When I was in The AF at Vandenburg in the 80s, they had huge banks of IBM 360s in a refrigerated area, These were used to handle all the the data for missile test launches and satelite launches. I doubt the whole bank had the computing power of one modern desktop computer.
I doubt the whole bank had the computing power of one modern desktop computer.
I've read that the computers used in the Apollo flights to the moon were about as powerful as a modern calculator or smart phone.
The Apollo Guidance Computer had approximately 64Kbyte.
In the movie "Apollo 13" (which I presume is pretty accurate) there are scenes of the engineers using slide rules to make major calculations about the flight.
Nowdays 64KB is what you'd find in a programmable toaster or coffee maker.
Truth is treason in the empire of lies. - Ron Paul
Those who most loudly denounce Fake News are typically those most aggressively disseminating it.

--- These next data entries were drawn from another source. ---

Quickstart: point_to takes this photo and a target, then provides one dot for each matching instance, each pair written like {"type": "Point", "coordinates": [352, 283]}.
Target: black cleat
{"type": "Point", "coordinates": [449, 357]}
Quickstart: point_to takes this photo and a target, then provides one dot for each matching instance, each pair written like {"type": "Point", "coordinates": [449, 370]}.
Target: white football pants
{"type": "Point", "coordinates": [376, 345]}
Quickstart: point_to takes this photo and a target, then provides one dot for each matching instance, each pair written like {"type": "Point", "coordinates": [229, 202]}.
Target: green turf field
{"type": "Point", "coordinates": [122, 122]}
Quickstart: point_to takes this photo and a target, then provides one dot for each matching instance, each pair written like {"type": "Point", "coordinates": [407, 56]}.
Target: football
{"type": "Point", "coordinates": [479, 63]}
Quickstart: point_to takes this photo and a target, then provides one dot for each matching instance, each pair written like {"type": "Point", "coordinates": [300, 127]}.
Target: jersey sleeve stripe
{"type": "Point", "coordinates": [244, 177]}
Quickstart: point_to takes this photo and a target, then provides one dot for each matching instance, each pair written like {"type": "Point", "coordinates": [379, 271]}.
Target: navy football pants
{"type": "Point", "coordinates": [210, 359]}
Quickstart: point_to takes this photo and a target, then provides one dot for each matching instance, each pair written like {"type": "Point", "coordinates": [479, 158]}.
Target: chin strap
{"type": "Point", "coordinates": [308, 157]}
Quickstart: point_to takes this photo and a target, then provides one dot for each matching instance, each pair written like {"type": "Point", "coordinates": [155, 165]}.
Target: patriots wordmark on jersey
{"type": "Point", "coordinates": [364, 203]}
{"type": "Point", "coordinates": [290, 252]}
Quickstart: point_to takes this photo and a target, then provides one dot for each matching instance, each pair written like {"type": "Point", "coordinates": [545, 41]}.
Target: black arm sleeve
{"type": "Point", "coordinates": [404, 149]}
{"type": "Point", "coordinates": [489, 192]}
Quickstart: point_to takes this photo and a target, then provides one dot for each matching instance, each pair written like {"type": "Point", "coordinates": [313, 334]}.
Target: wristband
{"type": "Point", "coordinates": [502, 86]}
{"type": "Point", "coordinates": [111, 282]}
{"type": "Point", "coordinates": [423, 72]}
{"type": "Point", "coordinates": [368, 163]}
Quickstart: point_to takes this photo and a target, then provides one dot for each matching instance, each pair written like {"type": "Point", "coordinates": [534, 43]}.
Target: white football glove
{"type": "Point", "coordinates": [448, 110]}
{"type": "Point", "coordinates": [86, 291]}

In the movie "Apollo 13" (which I presume is pretty accurate) there are scenes of the engineers using slide rules to make major calculations about the flight.

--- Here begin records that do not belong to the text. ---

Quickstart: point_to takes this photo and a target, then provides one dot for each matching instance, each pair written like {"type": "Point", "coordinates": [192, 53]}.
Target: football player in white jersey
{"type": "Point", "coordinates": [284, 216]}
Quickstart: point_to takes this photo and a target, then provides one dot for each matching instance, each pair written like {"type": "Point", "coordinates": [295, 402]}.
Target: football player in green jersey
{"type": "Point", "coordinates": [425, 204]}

I know that the original calculators didn't become widely available until about 1973 or so. They could only add, subtract, multiply and divide, and didn't even have a floating decimal point. They cost more than $200 (probably more than $1000) in today's dollars. Today I could get a better calculator for $1 at a dollar store.
A lot of that computer architecture is almost before my time. I had to look up PDP though I thought I knew it.... Programmed Data Processor.
It's a network map. But the protocol used in today's internet is certainly different from the one used with that diagram. I'm sure even email was not something that network could handle as it probably hadn't been invented yet. But networking is meaningless without some data going between the nodes so...
I'd term it a network, but to call it the first internet is to me not accurate. But I'd call it an ancestor, perhaps much as a camp fire is an ancestor to the modern oven.
In the movie "Apollo 13" (which I presume is pretty accurate) there are scenes of the engineers using slide rules to make major calculations about the flight.
We're coming up on the 50th anniversary of the first moon landing. Looking back, given the technology with with it was done, that accomplishment will be considered one of the wonders of the world.
We're coming up on the 50th anniversary of the first moon landing. Looking back, given the technology with with it was done, that accomplishment will be considered one of the wonders of the world.
Hurling men into a vacuum in 1960s technology on a giant firecracker maintaining life support....Yeah pretty awesome and wonderful. Real heroes sat on top of stories of explosives. Right Stuff. You bet.